The Day 5 of the third India vs England Test at Lord’s began on a horrific note for the visitors as Rishabh Pant, KL Rahul and Washington Sundar departed in quick succession. India needed 135 at the start of the day to win, but those three dismissals pushed India on the brink of a loss in the third Test. While Pant fell to an absolute ripper by Jofra Archer, Sundar was undone by a dream caught and bowled dismissal by the same England star.
It was, however, the dismissal of KL Rahul that got former Indian cricket team captain Sunil Gavaskar talking. The batter was out LBW off Ben Stokes but he was given not out initially. Rahul tried to defend the ball but his bat bat was stuck behind the pad. The ball struck his front pad and Stokes was super confident he had got the Indian batter. The DRS showed ball was hitting the middle stump.
Gavaskar did not agree with how the DRS showed the ball’s trajectory.
“Surprisingly, this one didn’t bounce that much. When Indian bowlers were bowling balls were going above the stump mostly in reviews,” Gavaskar said on air. Michael Vaughan, who was his fellow commentator, tried to diffuse the situation.
“I am questioning the technology,” Gavaskar then said.
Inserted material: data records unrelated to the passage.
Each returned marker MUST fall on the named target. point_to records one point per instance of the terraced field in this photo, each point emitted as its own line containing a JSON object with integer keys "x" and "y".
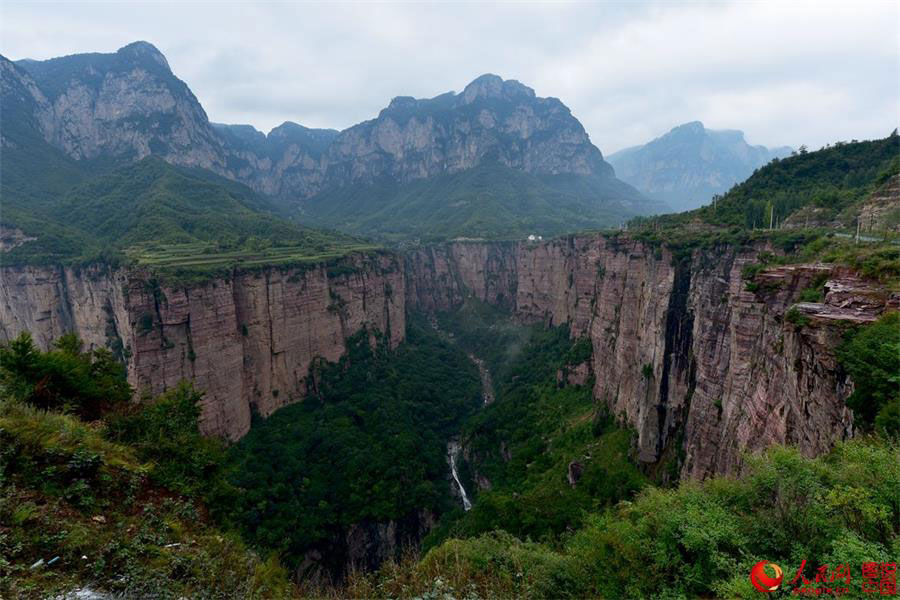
{"x": 200, "y": 256}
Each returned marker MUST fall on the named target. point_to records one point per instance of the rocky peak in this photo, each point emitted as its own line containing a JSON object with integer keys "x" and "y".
{"x": 493, "y": 86}
{"x": 689, "y": 164}
{"x": 315, "y": 141}
{"x": 144, "y": 51}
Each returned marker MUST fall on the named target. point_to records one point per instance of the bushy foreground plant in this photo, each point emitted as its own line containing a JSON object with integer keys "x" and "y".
{"x": 698, "y": 540}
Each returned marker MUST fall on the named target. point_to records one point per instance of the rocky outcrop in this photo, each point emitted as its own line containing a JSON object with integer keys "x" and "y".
{"x": 491, "y": 118}
{"x": 247, "y": 341}
{"x": 689, "y": 164}
{"x": 701, "y": 363}
{"x": 128, "y": 104}
{"x": 701, "y": 367}
{"x": 881, "y": 211}
{"x": 365, "y": 546}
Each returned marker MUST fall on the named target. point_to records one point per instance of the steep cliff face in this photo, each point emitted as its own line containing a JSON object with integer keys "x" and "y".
{"x": 503, "y": 120}
{"x": 248, "y": 341}
{"x": 699, "y": 366}
{"x": 126, "y": 104}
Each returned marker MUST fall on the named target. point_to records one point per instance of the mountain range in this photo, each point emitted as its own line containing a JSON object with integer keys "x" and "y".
{"x": 494, "y": 160}
{"x": 690, "y": 164}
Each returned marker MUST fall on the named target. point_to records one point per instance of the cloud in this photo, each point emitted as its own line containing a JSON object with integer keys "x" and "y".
{"x": 785, "y": 73}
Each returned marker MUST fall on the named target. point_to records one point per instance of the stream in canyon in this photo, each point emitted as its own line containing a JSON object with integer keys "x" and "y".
{"x": 487, "y": 395}
{"x": 453, "y": 449}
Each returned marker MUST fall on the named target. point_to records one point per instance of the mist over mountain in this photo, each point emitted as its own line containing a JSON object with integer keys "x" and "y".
{"x": 120, "y": 107}
{"x": 689, "y": 164}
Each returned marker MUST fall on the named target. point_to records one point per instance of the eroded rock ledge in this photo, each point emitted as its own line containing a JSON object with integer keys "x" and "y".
{"x": 702, "y": 368}
{"x": 248, "y": 340}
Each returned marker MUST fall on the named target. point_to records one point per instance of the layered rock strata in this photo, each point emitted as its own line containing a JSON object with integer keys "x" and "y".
{"x": 248, "y": 341}
{"x": 702, "y": 368}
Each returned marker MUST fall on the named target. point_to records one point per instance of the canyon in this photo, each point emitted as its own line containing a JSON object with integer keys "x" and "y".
{"x": 701, "y": 365}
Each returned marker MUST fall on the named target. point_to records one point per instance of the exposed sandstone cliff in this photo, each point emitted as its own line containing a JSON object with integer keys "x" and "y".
{"x": 699, "y": 366}
{"x": 702, "y": 368}
{"x": 248, "y": 341}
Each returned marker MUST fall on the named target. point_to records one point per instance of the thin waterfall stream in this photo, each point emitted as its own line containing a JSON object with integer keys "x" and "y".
{"x": 453, "y": 449}
{"x": 487, "y": 395}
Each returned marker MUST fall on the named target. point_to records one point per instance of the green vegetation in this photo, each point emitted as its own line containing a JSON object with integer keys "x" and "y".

On Day 4 Sunil Gavaskar had blasted the ball-tracking technology after England’s Joe Root survived a review during Day 4 of the third Test between England and India.
During the 38th over of England’s second innings, Root was hit on his pads by a ball from Siraj and the Indian players were convinced that he was out. While the umpire signalled not-out, Siraj and captain Shubman Gill decided to go for the review. Replays showed that although the leg stump was completely visible at the time of impact, the ball moved quite a bit and it was ruled ‘umpire’s call’. However, Gavaskar was not happy with the dismissal as Siraj and the rest of the team was left disappointed.
“You’re saying it was going to kiss the leg stump? There’s no way. It was knocking the leg stump off. The only good thing is that India have not lost the review,” Gavaskar said on commentary.
Similar sentiments were echoed by former England batter Jonathan Trott as well.
“I am flabbergasted. Having looked at that replay, I thought it was crashing into the inside part of the leg stump. Watching it in real time, I couldn’t believe it was missing,” Trott added on air.